Don Cleveland, Ph.D., Departmental Chair of Cellular and Molecular Medicine, Professor of Medicine, Neurosciences and Cellular and Molecular Medicine, Ludwig Institute for Cancer Research, University of California San Diego, San Diego, CA.

  • Focus areas: ALS gene therapy, genetics
  • Accomplishments:
    • Cleveland and his group identified the protein tau. Their efforts have identified key steps that trigger disease and that accelerate progression of ALS.
    • Their team was one of the first to establish the role of non-neuronal cells including astrocytes and oligodendrocytes in ALS disease and promoted that idea that disease is not cell autonomous.
    • Cleveland’s team pioneered the use of antisense DNA oligonucleotides (ASOs) as a therapy for human neurodegenerative disease. Their gene silencing therapy for ALS entered clinical trial in 2010 for SOD1. An updated phase I/II clinical trial testing SOD1 ASOs started in January 2016.
    • He is currently working on the development of ASOs for C9orf72, which is slated for clinical trials in early 2017.


Ted Munsat, M.D., Emeritus Professor of Neurology, Tufts University School of Medicine, Boston, MA (note: passed away Nov. 22, 2013)

  • Focus areas: ALS clinical care
  • Accomplishments:
    • President of the American Academy of Neurology (AAN) 1989-1991, Chairman of the Continuing Educational Committee of the AAN and founding director of AAN’s premier continuing medical education journal Continuum: Lifelong Learning in Neurology.
    • Chairman of the World Federation of Neurology (WFN) ALS Research Group that published important international diagnostic guidelines.
    • Pioneer of many outcome measures that are still in use in clinical trials today.


Lewis Rowland, M.D., Professor of Neurology, Columbia University College of Physicians and Surgeons, New York, NY

  • Focus area: ALS clinician
  • Accomplishments:
    • Chair of Neurology at Columbia for 25 years and earlier, he served as Chair at the University of Pennsylvania.
    • A co-founder of the Eleanor and Lou Gehrig MDA/ALS Center
    • Past President of the American Academy of Neurology, the American Neurological Association, and the Association of Professors of Neurology.


Jeffrey Rothstein, M.D., Ph.D., Professor of Neurology, Department of Neuroscience, Johns Hopkins School of Medicine, Baltimore, MD.

  • Focus areas: ALS disease mechanisms and therapy development
  • Accomplishments:
    • His work led to the first successful FDA approved drug, riluzole, to alter neurodegeneration in ALS
    • His work on glutamate transporters and astroglial dysfunction was the first evidence that glial dysfunction could contribute to and accelerate neurodegenerative disease.
    • Dr.
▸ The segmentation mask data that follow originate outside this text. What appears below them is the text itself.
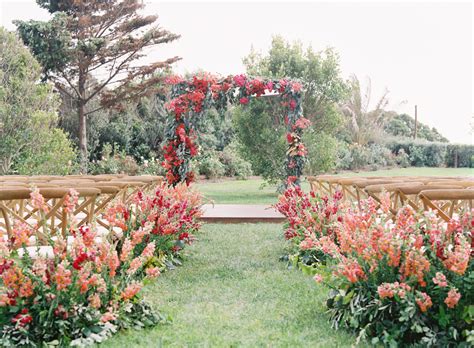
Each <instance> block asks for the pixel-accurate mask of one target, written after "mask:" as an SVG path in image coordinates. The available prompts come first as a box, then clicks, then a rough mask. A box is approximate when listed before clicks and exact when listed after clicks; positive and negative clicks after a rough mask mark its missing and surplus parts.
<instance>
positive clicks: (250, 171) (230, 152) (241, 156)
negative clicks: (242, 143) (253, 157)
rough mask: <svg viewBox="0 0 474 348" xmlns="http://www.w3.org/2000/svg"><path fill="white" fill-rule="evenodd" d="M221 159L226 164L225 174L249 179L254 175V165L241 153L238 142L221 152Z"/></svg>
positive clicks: (232, 144)
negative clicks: (238, 144) (253, 171)
mask: <svg viewBox="0 0 474 348" xmlns="http://www.w3.org/2000/svg"><path fill="white" fill-rule="evenodd" d="M219 160H220V161H221V163H222V164H223V165H224V168H225V176H229V177H237V178H239V179H247V178H248V177H249V176H251V175H252V165H251V164H250V162H248V161H246V160H245V159H244V158H242V156H241V155H240V154H239V152H238V145H237V143H236V142H233V143H230V144H229V145H228V146H226V147H225V148H224V150H223V151H221V152H219Z"/></svg>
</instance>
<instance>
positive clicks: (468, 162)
mask: <svg viewBox="0 0 474 348" xmlns="http://www.w3.org/2000/svg"><path fill="white" fill-rule="evenodd" d="M446 150H447V151H446V165H447V166H448V167H454V168H460V167H468V168H473V167H474V146H473V145H455V144H450V145H448V146H447V149H446Z"/></svg>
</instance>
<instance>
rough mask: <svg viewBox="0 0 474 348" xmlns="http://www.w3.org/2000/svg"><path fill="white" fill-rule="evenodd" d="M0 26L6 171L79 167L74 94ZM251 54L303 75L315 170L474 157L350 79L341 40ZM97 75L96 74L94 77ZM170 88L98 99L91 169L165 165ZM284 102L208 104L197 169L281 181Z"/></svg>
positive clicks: (269, 97)
mask: <svg viewBox="0 0 474 348" xmlns="http://www.w3.org/2000/svg"><path fill="white" fill-rule="evenodd" d="M0 35H1V40H2V47H3V49H2V52H1V53H0V54H1V55H2V64H1V66H0V78H1V79H2V81H3V84H2V86H1V87H0V117H1V120H0V122H1V123H0V132H1V135H2V137H1V139H0V142H1V143H0V145H1V147H0V164H1V166H0V170H1V173H3V174H15V173H17V174H69V173H74V172H78V171H79V165H78V162H79V161H78V160H79V158H78V156H77V153H78V151H77V149H78V145H79V138H78V132H79V124H78V118H77V108H76V104H75V101H74V100H73V99H71V98H69V97H68V95H67V93H60V94H56V93H54V92H53V87H52V85H51V84H48V83H45V82H42V77H43V76H42V75H41V71H42V70H44V68H43V69H42V68H41V66H40V65H39V63H37V62H36V61H35V59H34V58H33V56H32V55H31V54H30V53H29V51H28V50H27V49H26V48H25V47H24V46H23V45H22V43H21V41H20V39H18V38H17V37H16V36H15V34H13V33H8V32H6V31H5V30H3V29H2V31H1V32H0ZM66 39H67V38H62V39H61V40H66ZM16 57H20V59H15V58H16ZM243 62H244V65H245V67H246V73H247V74H250V75H254V76H261V77H268V78H283V77H286V78H291V79H297V80H300V81H301V82H302V83H303V85H304V88H305V99H304V105H303V110H304V115H305V117H306V118H308V119H310V120H311V121H312V125H311V126H310V127H309V129H307V131H306V132H305V134H304V136H303V140H304V142H305V144H306V146H307V150H308V156H307V160H308V161H307V165H306V169H305V170H306V171H305V174H307V175H316V174H319V173H331V172H334V171H341V170H353V171H354V170H355V171H359V170H372V171H373V170H378V169H383V168H396V167H399V168H400V167H401V168H405V167H410V166H416V167H468V168H472V167H473V166H474V146H472V145H456V144H450V143H449V142H448V141H447V139H446V138H444V137H443V136H442V134H440V132H438V131H437V130H436V129H435V128H431V127H429V126H427V125H424V124H421V123H419V124H418V132H417V139H413V135H414V128H415V126H414V120H413V118H411V117H410V116H409V115H406V114H397V113H396V112H393V111H390V110H388V109H387V105H388V102H389V93H388V92H387V93H384V94H383V95H381V96H380V97H379V98H378V99H377V100H376V101H375V103H373V102H371V100H370V99H368V97H367V96H369V95H371V90H370V80H368V81H367V83H365V84H364V85H365V86H366V89H365V90H363V89H362V87H361V86H362V84H361V82H360V81H359V80H358V78H357V77H356V76H352V77H351V78H350V79H349V80H344V79H343V78H342V76H341V72H340V67H339V56H338V54H337V52H336V50H335V49H332V48H331V49H326V50H323V51H321V52H315V51H314V50H313V49H312V48H311V47H303V45H302V44H301V43H300V42H288V41H286V40H285V39H284V38H283V37H281V36H275V37H274V39H273V41H272V45H271V47H270V49H269V50H268V52H256V51H255V50H253V49H252V50H251V51H250V53H249V54H248V55H247V56H245V57H244V58H243ZM167 73H171V72H167ZM192 75H193V74H188V75H187V77H188V78H190V77H191V76H192ZM94 83H95V82H94V80H93V79H89V84H91V85H93V84H94ZM95 84H96V83H95ZM86 88H88V85H86ZM167 98H168V95H167V91H166V89H160V92H159V93H155V94H153V95H145V96H144V97H143V98H141V99H140V100H139V101H133V102H128V103H123V104H124V105H122V107H121V108H119V109H107V108H105V109H100V107H101V101H100V100H99V98H98V97H94V98H93V99H92V100H90V101H89V102H88V104H87V107H86V111H87V112H88V111H90V110H95V109H100V110H98V111H97V112H94V113H93V114H91V115H90V116H89V117H88V119H87V128H88V138H87V147H88V149H89V152H88V160H89V165H88V166H87V167H88V171H89V172H90V173H92V174H100V173H127V174H131V175H136V174H159V175H162V174H164V170H163V168H162V167H161V161H162V160H163V153H162V146H163V142H164V140H165V128H166V123H167V122H168V114H167V111H166V108H165V103H166V100H167ZM370 105H374V106H373V107H370ZM284 110H285V107H284V106H282V105H281V100H280V99H279V98H278V97H263V98H258V99H252V100H251V101H250V103H249V104H248V105H245V106H237V107H230V108H229V110H228V111H227V112H226V113H224V114H219V113H218V112H217V111H216V110H208V111H206V113H205V115H204V117H202V119H201V120H200V122H199V132H198V134H197V136H198V144H199V150H200V151H199V155H198V156H197V157H196V158H195V159H194V161H193V163H192V166H193V168H194V170H195V171H196V172H197V173H198V174H200V175H202V176H204V177H206V178H208V179H218V178H221V177H236V178H238V179H246V178H248V177H250V176H252V175H258V176H261V177H263V179H265V180H266V181H267V182H268V183H270V184H275V183H277V182H279V181H280V180H281V179H283V178H284V175H285V174H284V172H283V171H282V168H283V167H284V166H283V165H282V162H283V161H284V158H285V152H286V147H287V144H286V139H285V134H286V126H285V124H284V112H285V111H284Z"/></svg>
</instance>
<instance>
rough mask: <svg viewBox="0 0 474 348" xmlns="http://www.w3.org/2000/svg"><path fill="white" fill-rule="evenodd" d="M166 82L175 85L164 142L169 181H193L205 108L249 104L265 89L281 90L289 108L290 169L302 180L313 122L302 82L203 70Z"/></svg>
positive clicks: (295, 177) (173, 77) (260, 95)
mask: <svg viewBox="0 0 474 348" xmlns="http://www.w3.org/2000/svg"><path fill="white" fill-rule="evenodd" d="M166 82H167V83H168V84H169V85H171V100H170V101H169V102H168V103H167V104H166V107H167V109H168V111H169V112H170V113H171V114H172V116H173V122H171V123H170V125H169V127H168V130H167V138H168V142H167V144H166V145H165V146H164V153H165V155H164V156H165V161H164V162H163V167H164V168H165V169H166V170H167V175H166V178H167V180H168V183H169V184H171V185H176V184H177V183H179V182H186V183H188V184H189V183H190V182H192V181H193V180H194V174H193V172H192V171H191V169H190V165H189V164H190V160H191V158H192V157H194V156H196V155H197V153H198V150H197V146H196V144H195V140H196V134H195V125H196V123H197V122H198V120H199V118H200V117H201V116H202V115H203V112H204V111H205V110H206V109H209V108H210V107H216V108H217V109H218V110H225V109H226V107H227V104H228V103H238V104H242V105H245V104H248V103H249V101H250V99H251V98H253V97H260V96H262V95H264V94H265V93H269V94H272V93H278V94H279V96H280V98H281V99H282V104H283V105H284V106H285V107H287V108H288V112H287V113H286V115H285V116H284V121H285V124H286V125H287V128H288V134H287V139H288V154H287V159H286V162H285V163H286V164H285V166H286V173H287V177H288V179H289V180H290V182H292V183H295V184H298V183H299V177H300V176H301V174H302V170H303V165H304V161H305V156H306V149H305V146H304V144H303V143H302V141H301V135H302V131H303V130H304V129H305V128H307V127H308V126H309V123H310V122H309V120H307V119H305V118H303V111H302V106H301V102H302V85H301V84H300V83H299V82H292V81H289V80H285V79H281V80H263V79H259V78H251V77H249V76H246V75H236V76H228V77H226V78H223V79H220V78H218V77H216V76H213V75H210V74H200V75H198V76H194V77H193V78H192V79H191V80H184V79H182V78H181V77H179V76H170V77H168V78H167V79H166Z"/></svg>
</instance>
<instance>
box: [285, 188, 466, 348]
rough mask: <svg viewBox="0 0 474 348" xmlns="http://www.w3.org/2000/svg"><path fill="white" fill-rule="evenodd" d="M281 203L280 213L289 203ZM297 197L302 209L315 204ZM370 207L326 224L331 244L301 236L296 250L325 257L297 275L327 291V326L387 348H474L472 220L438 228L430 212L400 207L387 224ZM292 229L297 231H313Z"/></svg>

Rothstein's Hopkins laboratory has been responsible for many ALS therapeutic candidates including small molecules, gene therapies, and more recently cellular based therapeutics.
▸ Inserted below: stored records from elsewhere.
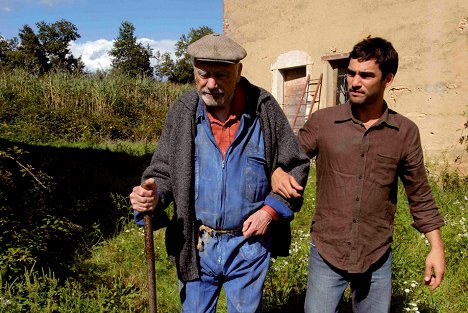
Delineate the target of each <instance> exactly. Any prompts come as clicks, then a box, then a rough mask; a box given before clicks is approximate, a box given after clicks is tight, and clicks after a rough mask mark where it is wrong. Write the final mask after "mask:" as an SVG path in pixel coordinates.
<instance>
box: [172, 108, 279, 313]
mask: <svg viewBox="0 0 468 313" xmlns="http://www.w3.org/2000/svg"><path fill="white" fill-rule="evenodd" d="M195 127H196V136H195V151H196V152H195V212H196V217H197V220H198V222H200V223H201V224H203V225H204V226H206V229H214V230H215V231H212V232H211V231H209V230H206V229H205V230H203V229H202V230H201V231H200V241H201V242H200V249H199V252H198V253H199V258H200V280H196V281H191V282H186V283H180V287H181V290H180V294H181V299H182V309H183V312H215V310H216V304H217V301H218V297H219V292H220V291H221V287H222V286H224V289H225V293H226V298H227V306H228V310H229V312H259V311H260V310H261V298H262V289H263V283H264V281H265V277H266V273H267V270H268V264H269V260H270V252H269V247H270V241H271V240H270V236H269V235H267V236H254V237H251V238H249V239H245V238H244V237H243V236H242V231H241V229H242V223H243V222H244V221H245V220H246V219H247V218H248V217H249V216H250V215H251V214H252V213H253V212H255V211H257V210H258V209H259V208H261V207H262V206H263V204H264V200H265V198H266V197H267V195H268V194H269V192H270V185H269V180H268V177H267V175H266V160H265V145H264V141H263V135H262V131H261V127H260V121H259V119H258V118H256V117H255V116H251V114H249V113H246V112H244V113H243V114H242V115H241V119H240V126H239V129H238V131H237V134H236V137H235V139H234V141H233V143H232V144H231V145H230V146H229V148H228V150H227V152H226V156H225V158H224V159H223V157H222V153H221V151H220V149H219V147H218V145H217V144H216V142H215V139H214V136H213V134H212V131H211V127H210V122H209V119H208V116H207V114H206V111H205V108H204V105H203V103H201V102H200V103H199V105H198V110H197V115H196V121H195Z"/></svg>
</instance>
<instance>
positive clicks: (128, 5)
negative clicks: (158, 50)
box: [0, 0, 223, 72]
mask: <svg viewBox="0 0 468 313" xmlns="http://www.w3.org/2000/svg"><path fill="white" fill-rule="evenodd" d="M222 16H223V0H203V1H194V0H113V1H112V0H102V1H100V0H0V35H1V36H3V37H4V38H6V39H12V38H13V37H18V33H19V29H21V28H22V27H23V26H24V25H26V24H27V25H29V26H30V27H32V28H33V30H34V31H35V32H36V33H37V28H36V23H38V22H41V21H44V22H46V23H54V22H57V21H60V20H61V19H65V20H67V21H69V22H71V23H73V24H74V25H75V26H76V27H77V29H78V34H80V35H81V38H79V39H77V40H76V41H74V42H72V43H71V44H70V50H71V51H72V53H73V55H74V56H75V57H80V56H81V58H82V61H83V62H84V63H85V66H86V70H88V71H91V72H93V71H96V70H97V69H101V70H106V69H109V67H110V64H111V60H110V58H109V56H108V54H107V52H108V51H109V50H110V49H111V48H112V43H113V40H114V39H115V38H116V37H117V36H118V35H119V27H120V25H121V24H122V22H123V21H128V22H130V23H132V24H133V25H134V26H135V33H134V35H135V36H136V37H137V41H139V42H140V41H141V42H143V43H144V44H145V45H146V43H148V44H149V45H150V47H151V48H153V51H154V52H156V51H157V50H159V51H161V52H166V51H167V52H170V53H173V51H174V45H175V43H176V42H177V41H178V40H179V38H180V36H181V35H183V34H188V33H189V31H190V29H191V28H199V27H201V26H208V27H211V28H212V29H213V30H214V31H215V32H218V33H221V32H222V24H223V18H222Z"/></svg>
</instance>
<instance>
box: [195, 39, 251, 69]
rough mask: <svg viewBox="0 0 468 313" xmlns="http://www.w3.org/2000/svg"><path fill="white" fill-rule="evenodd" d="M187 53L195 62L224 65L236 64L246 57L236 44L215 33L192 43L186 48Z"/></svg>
mask: <svg viewBox="0 0 468 313" xmlns="http://www.w3.org/2000/svg"><path fill="white" fill-rule="evenodd" d="M187 52H188V54H189V55H190V56H191V57H192V58H194V59H195V60H201V61H208V62H224V63H238V62H239V61H240V60H242V59H243V58H245V56H246V55H247V52H246V51H245V49H244V48H242V47H241V46H240V45H239V44H238V43H237V42H235V41H234V40H232V39H230V38H228V37H226V36H223V35H220V34H217V33H213V34H209V35H206V36H203V37H202V38H200V39H198V40H197V41H195V42H193V43H192V44H191V45H189V46H188V47H187Z"/></svg>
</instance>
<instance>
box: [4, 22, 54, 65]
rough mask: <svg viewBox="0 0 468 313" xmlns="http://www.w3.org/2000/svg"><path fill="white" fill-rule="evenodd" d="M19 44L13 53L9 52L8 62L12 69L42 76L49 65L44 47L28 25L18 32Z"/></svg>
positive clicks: (32, 30)
mask: <svg viewBox="0 0 468 313" xmlns="http://www.w3.org/2000/svg"><path fill="white" fill-rule="evenodd" d="M19 37H20V39H21V42H20V44H19V45H17V49H16V50H15V51H12V52H10V55H9V61H10V63H11V64H12V65H13V66H14V67H22V68H24V69H26V70H28V71H30V72H32V73H34V74H43V73H45V72H47V71H48V69H49V67H50V65H49V60H48V58H47V56H46V52H45V50H44V46H43V45H42V43H41V42H40V41H39V38H38V37H37V36H36V34H35V33H34V31H33V30H32V28H31V27H30V26H29V25H24V26H23V28H22V29H21V30H20V32H19Z"/></svg>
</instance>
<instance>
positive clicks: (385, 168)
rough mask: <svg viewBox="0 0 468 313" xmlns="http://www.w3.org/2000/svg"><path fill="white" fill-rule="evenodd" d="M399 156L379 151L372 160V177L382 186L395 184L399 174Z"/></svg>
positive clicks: (387, 185)
mask: <svg viewBox="0 0 468 313" xmlns="http://www.w3.org/2000/svg"><path fill="white" fill-rule="evenodd" d="M397 165H398V158H397V157H395V156H390V155H384V154H380V153H378V154H377V155H376V156H375V158H374V160H372V166H371V173H370V178H371V180H372V181H374V182H376V183H378V184H379V185H382V186H389V185H391V184H393V182H394V181H395V179H396V177H397V175H396V169H397Z"/></svg>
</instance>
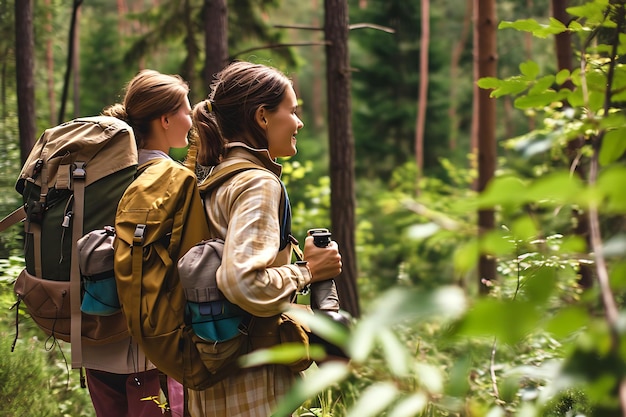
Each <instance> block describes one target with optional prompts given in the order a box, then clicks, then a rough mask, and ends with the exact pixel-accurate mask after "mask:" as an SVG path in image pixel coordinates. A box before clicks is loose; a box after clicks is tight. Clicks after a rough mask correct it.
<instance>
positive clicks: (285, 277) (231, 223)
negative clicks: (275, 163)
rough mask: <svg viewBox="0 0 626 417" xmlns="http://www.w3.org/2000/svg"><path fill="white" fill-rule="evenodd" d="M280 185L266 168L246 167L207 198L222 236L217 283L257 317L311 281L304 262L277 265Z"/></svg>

Robert Brown, Jr., M.D., Ph.D., Chair and Professor of the Department of Neurology, University of Massachusetts Medical School, Worcester, MA.

  • Focus areas: ALS genetics and therapy development
  • Accomplishments:
    • He and his collaborators discovered the first ALS gene, superoxide dismutase (SOD1) in 1993, which led to the creation of mouse model of ALS in 1994.
    • He played a central role in the discovery of other mutations or genetic variants in several ALS-related genes including alsin, dynactin, KIFAP3 and FUS/TLS.
    • He reported evidence suggesting that the SOD1 gene also plays a part in the more common, sporadic forms of the disease.
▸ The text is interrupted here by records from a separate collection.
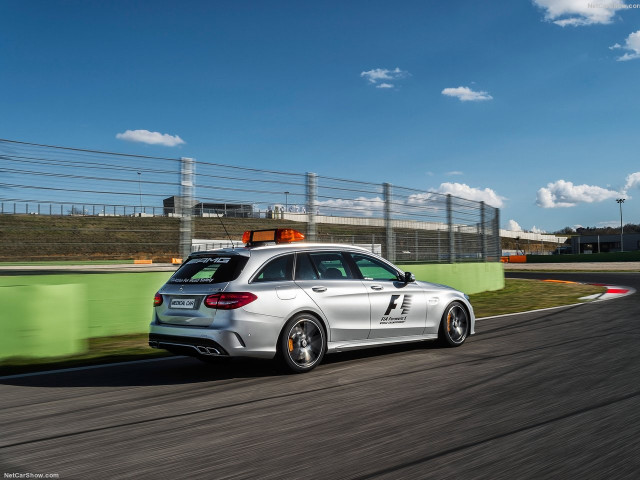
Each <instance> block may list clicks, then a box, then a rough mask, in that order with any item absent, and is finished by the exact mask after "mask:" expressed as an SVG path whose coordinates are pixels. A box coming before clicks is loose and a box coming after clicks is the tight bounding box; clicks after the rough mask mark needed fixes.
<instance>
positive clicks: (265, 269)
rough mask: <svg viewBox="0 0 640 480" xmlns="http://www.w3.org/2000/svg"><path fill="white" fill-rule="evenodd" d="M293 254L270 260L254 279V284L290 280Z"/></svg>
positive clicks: (291, 275)
mask: <svg viewBox="0 0 640 480" xmlns="http://www.w3.org/2000/svg"><path fill="white" fill-rule="evenodd" d="M292 270H293V254H291V255H283V256H282V257H277V258H274V259H273V260H270V261H269V263H267V264H266V265H265V266H264V267H262V269H261V270H260V271H259V272H258V274H257V275H256V276H255V277H254V279H253V281H254V282H279V281H282V280H292V279H293V277H292Z"/></svg>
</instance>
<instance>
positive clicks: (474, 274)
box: [398, 262, 504, 295]
mask: <svg viewBox="0 0 640 480" xmlns="http://www.w3.org/2000/svg"><path fill="white" fill-rule="evenodd" d="M398 266H399V267H400V268H401V269H403V270H404V271H406V272H411V273H413V274H414V275H415V276H416V279H418V280H424V281H426V282H433V283H441V284H443V285H449V286H451V287H453V288H456V289H458V290H460V291H461V292H464V293H466V294H468V295H471V294H472V293H480V292H487V291H491V290H501V289H503V288H504V269H503V267H502V263H500V262H487V263H454V264H422V265H420V264H414V265H398Z"/></svg>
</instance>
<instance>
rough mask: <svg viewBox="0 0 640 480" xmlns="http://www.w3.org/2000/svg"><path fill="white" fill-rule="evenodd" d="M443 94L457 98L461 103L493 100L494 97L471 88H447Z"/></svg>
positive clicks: (451, 96) (444, 94)
mask: <svg viewBox="0 0 640 480" xmlns="http://www.w3.org/2000/svg"><path fill="white" fill-rule="evenodd" d="M441 93H442V95H446V96H448V97H456V98H458V99H460V101H461V102H478V101H482V100H493V97H492V96H491V95H489V94H488V93H487V92H476V91H473V90H471V89H470V88H469V87H456V88H445V89H444V90H442V92H441Z"/></svg>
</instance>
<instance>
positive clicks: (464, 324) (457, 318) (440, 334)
mask: <svg viewBox="0 0 640 480" xmlns="http://www.w3.org/2000/svg"><path fill="white" fill-rule="evenodd" d="M470 328H471V321H470V319H469V312H467V309H466V308H465V306H464V305H463V304H462V303H461V302H451V303H450V304H449V305H447V308H445V310H444V313H443V314H442V320H441V321H440V328H439V329H438V343H440V345H442V346H444V347H459V346H460V345H462V344H463V343H464V341H465V340H466V339H467V337H468V336H469V330H470Z"/></svg>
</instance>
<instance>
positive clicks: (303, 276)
mask: <svg viewBox="0 0 640 480" xmlns="http://www.w3.org/2000/svg"><path fill="white" fill-rule="evenodd" d="M318 278H319V277H318V272H317V271H316V267H314V266H313V264H312V263H311V260H310V259H309V255H307V254H306V253H299V254H298V255H297V257H296V275H295V279H296V280H318Z"/></svg>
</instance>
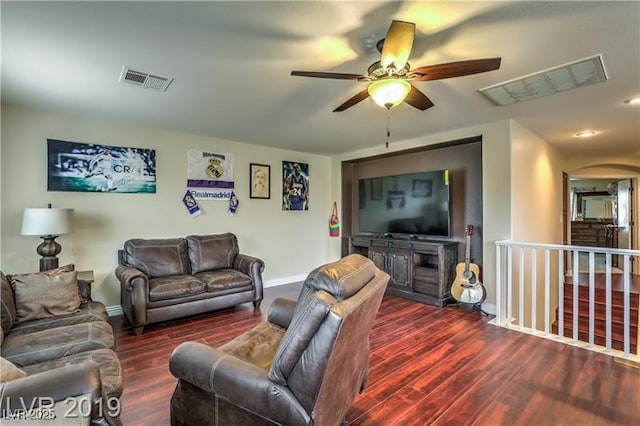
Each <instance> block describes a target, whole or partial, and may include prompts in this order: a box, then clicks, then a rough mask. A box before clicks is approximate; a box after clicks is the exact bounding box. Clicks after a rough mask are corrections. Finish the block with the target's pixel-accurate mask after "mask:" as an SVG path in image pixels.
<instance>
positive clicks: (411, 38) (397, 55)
mask: <svg viewBox="0 0 640 426" xmlns="http://www.w3.org/2000/svg"><path fill="white" fill-rule="evenodd" d="M415 34H416V24H413V23H411V22H404V21H392V22H391V26H389V31H387V36H386V37H385V39H384V44H383V45H382V52H381V54H380V63H381V64H382V66H383V67H384V68H385V69H386V68H387V67H389V66H390V65H393V66H394V67H395V69H396V70H401V69H402V68H404V66H405V65H406V63H407V60H408V59H409V55H410V54H411V48H412V47H413V38H414V36H415Z"/></svg>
Teepu Siddique, M.D., Les Turner ALS Foundation/Herbert C. Wenske Foundation Professor, Professor in Neurology - Ken and Ruth Davee Department and Cell and Molecular Biology, Northwestern University Feinberg School of Medicine, Chicago.

  • Focus areas: ALS genetics and therapy development
  • Accomplishments:
    • Initiated the molecular genetic approach to ALS in 1984 which lead to the successful identification of many genetic causes for ALS including SOD1, ALSIN, PON, FUS, TDP-43, SQSTM1 and UBQLN2.
    • He and his colleagues identified a common pathology for all of ALS involving ubiquilin2 and SQSTM1.
    • He engineered several models for ALS including the first genetic model for neurodegeneration, SOD1.